Chinese Schools To Deploy 142,000 Linux Desktops

The deployment is part of China's School-to-School Project, which aims to connect 90 percent of the nation's public schools to the Internet by 2010.

InformationWeek Staff, Contributor

October 5, 2005

3 Min Read

A Chinese software vendor has won a contract to deliver one of the nation's biggest Linux deployments to date, including more than 140,000 desktop PCs.

In a news release issued Tuesday, Sun Wah Linux announced that the Chinese government had awarded the company a massive desktop Linux contract. Under the terms of the deal, the Beijing-based software vendor, working with six Chinese PC hardware firms, will deliver a total of 141,624 PCs to primary and secondary schools in Jiangsu Province by the middle of next year..

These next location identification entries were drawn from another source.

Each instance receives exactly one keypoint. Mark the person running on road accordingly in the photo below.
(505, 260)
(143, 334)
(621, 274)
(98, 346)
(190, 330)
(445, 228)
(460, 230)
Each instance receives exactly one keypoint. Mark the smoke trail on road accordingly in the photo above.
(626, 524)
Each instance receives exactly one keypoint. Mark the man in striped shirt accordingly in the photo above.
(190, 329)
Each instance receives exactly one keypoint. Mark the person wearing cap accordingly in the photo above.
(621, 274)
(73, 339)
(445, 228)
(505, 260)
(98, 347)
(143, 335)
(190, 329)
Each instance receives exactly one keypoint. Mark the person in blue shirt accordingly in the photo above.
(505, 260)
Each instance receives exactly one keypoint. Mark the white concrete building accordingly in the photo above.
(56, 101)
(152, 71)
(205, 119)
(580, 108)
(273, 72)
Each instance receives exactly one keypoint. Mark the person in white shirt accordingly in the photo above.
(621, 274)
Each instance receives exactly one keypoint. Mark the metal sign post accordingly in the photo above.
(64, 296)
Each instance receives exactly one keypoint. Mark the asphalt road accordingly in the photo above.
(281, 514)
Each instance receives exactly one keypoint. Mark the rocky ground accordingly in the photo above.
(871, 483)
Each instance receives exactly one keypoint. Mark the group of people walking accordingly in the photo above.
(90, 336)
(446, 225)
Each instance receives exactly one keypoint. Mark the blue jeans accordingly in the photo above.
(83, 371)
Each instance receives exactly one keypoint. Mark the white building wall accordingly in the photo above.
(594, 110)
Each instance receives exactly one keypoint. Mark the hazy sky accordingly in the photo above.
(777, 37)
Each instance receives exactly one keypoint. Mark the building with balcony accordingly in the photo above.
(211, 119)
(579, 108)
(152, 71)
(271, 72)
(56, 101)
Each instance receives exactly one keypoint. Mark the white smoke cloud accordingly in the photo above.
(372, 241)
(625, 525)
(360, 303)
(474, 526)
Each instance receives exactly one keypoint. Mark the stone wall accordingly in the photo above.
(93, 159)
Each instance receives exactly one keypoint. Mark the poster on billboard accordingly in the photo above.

Sun Wah Linux will install RAYS LX, its Debian-based Linux workstation distro, as the default operating system on the desktop PCs. . According to Minou Nguyen, a U.S.-based Sun Wah Linux spokesperson, although the project at one time specified Microsoft Windows as the desktop OS, Sun Wah "managed to turn these desktops into dual-boot machines with RAYS LX as the preferred loading OS."

Sun Wah Linux will deploy 20 to 40 percent of the systems by the end of this year, and the company will complete the project by Q2 2006, Nguyen added. The company will also supply Linux training services, technical support, instructors with open-source experience, and maintenance to the Jiangsu Provincial Department of Education as part of its contract.

Asked what other software Sun Wah planned to install on the Jiangsu schools' desktop PCs, Nguyen said: "Currently, it will be RAYS LX plus certain e-learning applications provided by local vendors. The best part about it is RAYS can use its software updating client to provide new, open-source software to the student as the school approves of them. So the system is dynamic. No installation is needed." ' The RMB $346.2 million (USD $42.7 million) award, funded in part with Chinese Ministry of Eduction subsidies, will mostly assist schools in lower-income urban districts of Jiangsu Province -- a densely-populated area that includes the lower Yangtze River plain and the western approaches to Shanghai. The deployment is part of China's School-to-School Project, which aims to connect 90 percent of the nation's public schools to the Internet by 2010.

in spite of the size of the Jiangsu Province deal, a number of private-sector Linux initiatives could soon rival the deal both in size and complexity. The Industrial and Commercial Bank of China (ICBC), for example, recently announced a three-year Linux migration that will include 20,000 retail branches, serving more than 100 million consumers and 8 million corporate accounts, and eventually touching every aspect of the bank's IT operations.

Compared to other Linux deployments worldwide, the Jiangsu Province initiative probably ranks among the top four or five, and may have a claim on the top spot. Although both Novell and Sun have announced deals involving anywhere from 250,000 to one million Linux desktop PCs, including a 2003 deal between Sun and China Standard Software Company (CS2C) involving at least 500,000 Java Desktop System seats, actual deployment figures tend to be much harder to find.